By
Knowledge Coop
•
If you’re a mortgage loan officer (MLO) using AI, this shift affects you.
New guidance from Fannie Mae and Freddie Mac (effective in August, 120 days after the letter’s publication on April 8, 2026) is changing how AI is treated across the industry. What was a simple productivity tool is now something lenders are expected to actively monitor, document, and explain. And while that may sound like a compliance issue, it reaches directly into the daily work of loan officers.
AI is no longer just a tool, it’s part of the loan process.
That includes anything from CRM automations to marketing tools to AI-assisted emails. Lenders now need to track how these tools are used, ensure they don’t introduce bias or errors, and be able to justify their use at any time.
For loan officers, this adds a new layer of responsibility. AI can still help you move faster, but you’re accountable for what it produces. An AI-written email or message still needs to meet the same compliance and accuracy standards as if you wrote it yourself.
It also means being more intentional about the tools you use. Relying on unapproved AI tools, even for simple tasks, can create risk. As companies build internal oversight, you’ll likely be expected to understand and disclose what tools are part of your workflow.
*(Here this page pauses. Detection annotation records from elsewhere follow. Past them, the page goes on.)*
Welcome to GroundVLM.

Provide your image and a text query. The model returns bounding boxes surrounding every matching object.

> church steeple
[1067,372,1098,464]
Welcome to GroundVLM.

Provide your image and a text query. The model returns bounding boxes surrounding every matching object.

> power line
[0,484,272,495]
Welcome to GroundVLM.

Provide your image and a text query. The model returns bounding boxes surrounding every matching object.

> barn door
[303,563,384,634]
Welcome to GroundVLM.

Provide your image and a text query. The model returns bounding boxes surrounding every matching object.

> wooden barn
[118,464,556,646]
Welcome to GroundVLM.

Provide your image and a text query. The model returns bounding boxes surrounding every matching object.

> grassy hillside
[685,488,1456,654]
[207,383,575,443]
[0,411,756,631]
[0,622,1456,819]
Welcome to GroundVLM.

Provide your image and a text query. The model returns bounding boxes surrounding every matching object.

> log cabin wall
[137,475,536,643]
While that may sound restrictive, it creates a clear opportunity. Most loan officers will either avoid AI out of caution or use it without fully understanding the risks. The ones who learn how to use it properly, within compliant, approved frameworks, will have a clear advantage.
Fannie Mae’s new AI guidelines make one thing clear: servicing teams must move from informal AI use to structured, accountable, and consciously monitored operations. Those who act now will not only reduce risk but position themselves to use AI more confidently and competitively.